In planning any calendar printing venture, the obvious reality to pay attention to is that every calendar is a time-sensitive product with a built-in distribution deadline. For a standard 2014 calendar, in case your calendar just isn’t in the end consumer’s hands before January 1, 2014, they may already have found an alternative. For a non-standard calendar that deadline could also be sooner (eg., a school-year calendar needs to be in the consumer’s arms near the start of college if it is going to be useful to them). Working backwards from this absolute deadline can give you a superb timeline for the complete venture.

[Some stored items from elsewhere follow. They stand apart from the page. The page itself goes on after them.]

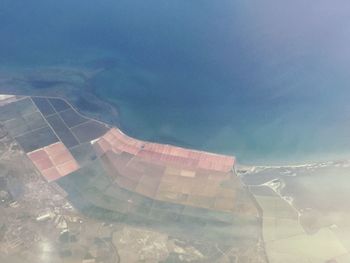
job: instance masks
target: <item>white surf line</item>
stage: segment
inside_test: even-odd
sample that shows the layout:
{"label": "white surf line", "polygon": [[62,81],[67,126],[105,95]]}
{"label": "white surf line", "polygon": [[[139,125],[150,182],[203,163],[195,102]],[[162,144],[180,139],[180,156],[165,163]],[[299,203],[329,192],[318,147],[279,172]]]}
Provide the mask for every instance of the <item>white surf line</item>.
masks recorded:
{"label": "white surf line", "polygon": [[[346,160],[350,161],[350,160]],[[238,165],[238,169],[247,170],[246,174],[254,173],[256,170],[266,170],[266,169],[293,169],[293,168],[308,168],[308,167],[327,167],[329,165],[336,164],[337,161],[324,161],[324,162],[313,162],[313,163],[304,163],[304,164],[286,164],[286,165]],[[261,171],[260,170],[260,171]]]}

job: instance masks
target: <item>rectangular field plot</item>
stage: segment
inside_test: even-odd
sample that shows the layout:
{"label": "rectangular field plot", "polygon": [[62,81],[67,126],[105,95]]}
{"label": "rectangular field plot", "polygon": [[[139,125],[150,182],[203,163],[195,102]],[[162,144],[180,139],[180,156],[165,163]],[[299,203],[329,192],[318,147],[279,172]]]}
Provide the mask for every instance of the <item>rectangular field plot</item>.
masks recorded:
{"label": "rectangular field plot", "polygon": [[29,98],[22,99],[11,104],[13,104],[16,107],[16,110],[20,115],[25,115],[37,110],[31,99]]}
{"label": "rectangular field plot", "polygon": [[74,109],[70,108],[68,110],[62,111],[59,113],[62,120],[67,124],[69,128],[87,122],[88,119],[84,118],[78,114]]}
{"label": "rectangular field plot", "polygon": [[88,121],[72,128],[72,132],[81,143],[92,141],[105,134],[109,128],[97,121]]}
{"label": "rectangular field plot", "polygon": [[48,99],[51,105],[54,107],[55,111],[60,112],[64,110],[68,110],[70,106],[67,102],[62,99]]}
{"label": "rectangular field plot", "polygon": [[36,111],[29,98],[22,99],[1,107],[0,121],[7,121]]}
{"label": "rectangular field plot", "polygon": [[32,100],[44,116],[49,116],[56,113],[46,98],[32,98]]}
{"label": "rectangular field plot", "polygon": [[10,103],[1,107],[0,111],[0,121],[8,121],[19,116],[15,103]]}
{"label": "rectangular field plot", "polygon": [[72,132],[62,121],[58,114],[47,117],[46,120],[50,123],[55,133],[60,137],[61,141],[66,145],[67,148],[76,146],[79,144],[77,139],[74,137]]}
{"label": "rectangular field plot", "polygon": [[31,130],[36,130],[47,126],[47,123],[44,120],[44,118],[41,116],[40,112],[34,112],[32,114],[25,115],[23,116],[23,119],[26,125]]}
{"label": "rectangular field plot", "polygon": [[25,133],[15,138],[25,152],[31,152],[44,146],[58,142],[57,136],[50,127],[44,127]]}
{"label": "rectangular field plot", "polygon": [[46,127],[47,123],[39,112],[34,112],[8,120],[4,122],[4,125],[11,136],[17,137],[26,132]]}
{"label": "rectangular field plot", "polygon": [[4,126],[9,134],[13,137],[30,131],[24,120],[18,117],[4,122]]}

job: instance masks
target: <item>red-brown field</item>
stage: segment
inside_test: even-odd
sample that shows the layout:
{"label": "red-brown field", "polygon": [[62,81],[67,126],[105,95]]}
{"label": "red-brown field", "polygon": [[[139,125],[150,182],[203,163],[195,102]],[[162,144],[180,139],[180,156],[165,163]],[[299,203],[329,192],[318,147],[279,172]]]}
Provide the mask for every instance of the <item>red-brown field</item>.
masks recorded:
{"label": "red-brown field", "polygon": [[143,142],[113,128],[93,142],[122,188],[152,199],[212,210],[256,213],[240,204],[230,156]]}
{"label": "red-brown field", "polygon": [[235,159],[231,156],[143,142],[123,134],[116,128],[108,131],[97,143],[102,152],[108,150],[127,152],[148,161],[173,164],[189,169],[229,172],[235,164]]}
{"label": "red-brown field", "polygon": [[30,152],[28,156],[49,182],[79,169],[78,163],[61,142]]}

How are you getting your calendars into the top consumer’s palms? Are you giving them away? If that’s the case, then it must be comparatively straight-forward to determine the distribution logistics and determine by what date you’ll need to have calendars in hand. Or maybe you are mailing them out to your clients or members; in that case you simply must be sure you enable sufficient time for inserting into envelopes, adding a cover letter, addressing and mailing. Or consider having the printer or a neighborhood mailhouse handle mailing the calendars – it will in all probability be cheaper and simpler for you. Simply make sure you find out from the printer or mailhouse how a lot extra time they may need and factor it in.

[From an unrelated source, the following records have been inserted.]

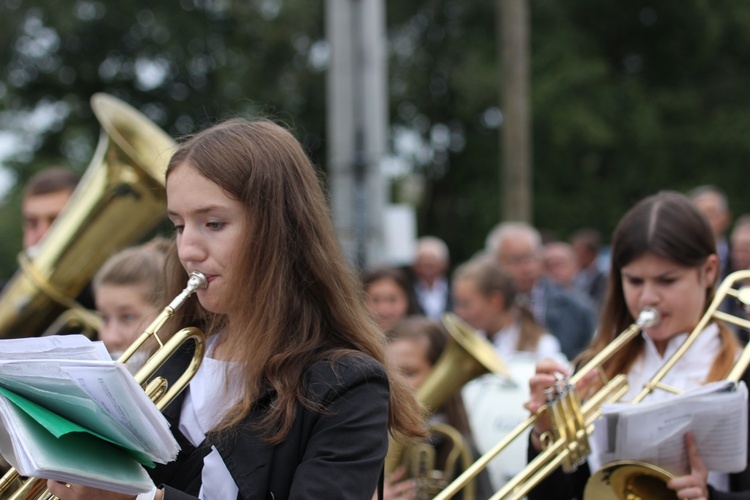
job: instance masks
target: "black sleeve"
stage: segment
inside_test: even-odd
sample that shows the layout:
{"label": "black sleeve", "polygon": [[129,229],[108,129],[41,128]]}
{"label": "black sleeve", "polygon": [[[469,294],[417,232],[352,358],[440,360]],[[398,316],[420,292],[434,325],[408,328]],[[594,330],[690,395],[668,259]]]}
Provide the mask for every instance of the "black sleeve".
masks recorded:
{"label": "black sleeve", "polygon": [[198,497],[188,495],[170,486],[160,486],[164,491],[164,500],[198,500]]}
{"label": "black sleeve", "polygon": [[747,500],[750,499],[750,490],[735,491],[728,493],[726,491],[718,491],[714,489],[710,484],[708,485],[708,500]]}
{"label": "black sleeve", "polygon": [[339,375],[326,411],[314,416],[290,499],[370,499],[377,489],[388,449],[388,378],[374,362],[349,365]]}
{"label": "black sleeve", "polygon": [[[529,435],[527,458],[531,462],[540,452],[531,444]],[[547,476],[528,494],[528,500],[573,500],[583,498],[583,490],[591,476],[588,463],[584,463],[575,472],[566,474],[562,467]]]}

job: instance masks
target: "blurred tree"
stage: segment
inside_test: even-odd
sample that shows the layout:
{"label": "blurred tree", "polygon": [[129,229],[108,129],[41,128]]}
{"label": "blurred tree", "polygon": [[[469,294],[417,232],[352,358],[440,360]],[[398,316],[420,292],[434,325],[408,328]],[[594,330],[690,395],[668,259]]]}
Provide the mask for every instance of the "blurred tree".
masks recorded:
{"label": "blurred tree", "polygon": [[[427,179],[421,234],[454,262],[499,222],[494,2],[390,2],[395,130]],[[534,223],[608,236],[638,199],[712,183],[750,211],[750,4],[531,5]],[[397,141],[398,143],[398,141]]]}
{"label": "blurred tree", "polygon": [[[175,137],[228,116],[268,115],[325,162],[319,2],[0,2],[0,127],[24,145],[6,162],[17,188],[52,163],[85,169],[99,134],[89,105],[96,92],[132,104]],[[5,204],[0,229],[20,225],[17,197]],[[20,230],[3,234],[7,277]]]}
{"label": "blurred tree", "polygon": [[[420,234],[444,238],[454,262],[499,222],[495,3],[387,2],[392,143],[410,174],[394,192],[420,200]],[[606,239],[641,197],[707,182],[750,212],[750,4],[530,6],[537,226]],[[99,91],[173,136],[229,115],[280,117],[325,167],[323,2],[0,0],[0,13],[0,143],[19,147],[21,182],[50,163],[85,168]],[[20,249],[15,203],[0,216],[0,277]]]}

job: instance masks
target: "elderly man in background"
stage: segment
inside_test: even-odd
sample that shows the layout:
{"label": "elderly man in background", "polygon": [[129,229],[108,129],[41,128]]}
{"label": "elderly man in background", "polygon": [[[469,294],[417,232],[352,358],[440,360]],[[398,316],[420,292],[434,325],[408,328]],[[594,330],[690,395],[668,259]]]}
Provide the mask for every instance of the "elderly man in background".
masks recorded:
{"label": "elderly man in background", "polygon": [[519,300],[574,359],[591,340],[596,314],[590,304],[543,276],[539,231],[523,222],[504,222],[490,232],[486,247],[516,282]]}
{"label": "elderly man in background", "polygon": [[438,321],[452,308],[447,275],[449,264],[450,253],[443,240],[435,236],[423,236],[417,240],[410,269],[412,286],[425,315]]}
{"label": "elderly man in background", "polygon": [[688,196],[708,219],[716,240],[716,253],[721,263],[721,277],[726,277],[734,268],[732,251],[727,241],[727,229],[732,223],[732,213],[724,192],[716,186],[698,186],[692,189]]}

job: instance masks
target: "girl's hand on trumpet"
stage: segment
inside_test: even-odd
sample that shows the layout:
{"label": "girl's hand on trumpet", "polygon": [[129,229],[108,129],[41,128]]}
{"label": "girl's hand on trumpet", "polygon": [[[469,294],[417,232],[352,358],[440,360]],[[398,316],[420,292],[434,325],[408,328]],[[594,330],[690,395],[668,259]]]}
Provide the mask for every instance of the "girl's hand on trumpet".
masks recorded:
{"label": "girl's hand on trumpet", "polygon": [[[536,364],[534,376],[529,379],[529,390],[531,399],[523,406],[532,414],[537,414],[539,409],[547,403],[546,391],[554,387],[555,383],[562,378],[571,375],[570,368],[562,365],[552,358],[543,359]],[[583,377],[577,384],[576,390],[585,391],[596,378],[596,372],[592,371]],[[550,430],[549,416],[546,412],[538,415],[534,427],[531,430],[531,443],[539,451],[542,449],[541,436]]]}
{"label": "girl's hand on trumpet", "polygon": [[667,483],[667,487],[677,492],[677,498],[691,500],[708,500],[708,471],[703,465],[695,439],[691,433],[685,434],[685,448],[687,450],[688,462],[690,463],[690,474],[679,476]]}

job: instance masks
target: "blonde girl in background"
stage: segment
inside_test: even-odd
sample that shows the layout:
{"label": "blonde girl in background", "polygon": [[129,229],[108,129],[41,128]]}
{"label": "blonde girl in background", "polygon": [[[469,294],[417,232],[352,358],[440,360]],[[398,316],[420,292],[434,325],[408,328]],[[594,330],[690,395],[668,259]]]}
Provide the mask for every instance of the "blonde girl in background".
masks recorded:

If, on the other hand, you plan to print a calendar and sell it, both as a nonprofit fundraiser or as a profit-making venture, then distribution is a bit more sophisticated. How much time you want for sales is dependent upon your gross sales strategy. Are you promoting at a neighborhood pageant or different event? If so, then that provides you a deadline, but understand that you will be higher off in case you can sell at a number of events, in case attendance or gross sales at one occasion are not what you expect. Or maybe you might be having volunteers promote calendars to family and friends or door-to-door. If so, it’s best to enable a minimum of two weeks, and ideally up to 4 weeks, since volunteers all have their own completely different schedules, and some will need reminders and encouragement.
For those who print a calendar that you plan to promote, you need to be sure to develop and implement a stable advertising plan. Marketing doesn’t have to add to the general duration of the calendar project – you may and should begin advertising and marketing throughout the planning and production levels of the undertaking. Nonetheless, if you happen to wait to start out marketing until you’ve gotten the calendars in hand, then you have to to allow at least just a few additional weeks, perhaps more, for your marketing message to achieve the intended audience and motivate them to buy.
The production part of a calendar printing project starts when you hand off all of the photographs, text, logos, advertising, etc. to the printer, and the printer turns it into calendar paintings for you to approve and then puts it on the press and delivers to you the finished product. Be sure to speak to your printer early on to fins out how long this takes. In our case at Yearbox, it is often about three weeks (generally sooner you probably have a selected deadline). Should you anticipate last-minute modifications or additions, or if you’ll be proofing by committee, then it’s best to probably permit slightly extra time – possibly a month in whole – for manufacturing.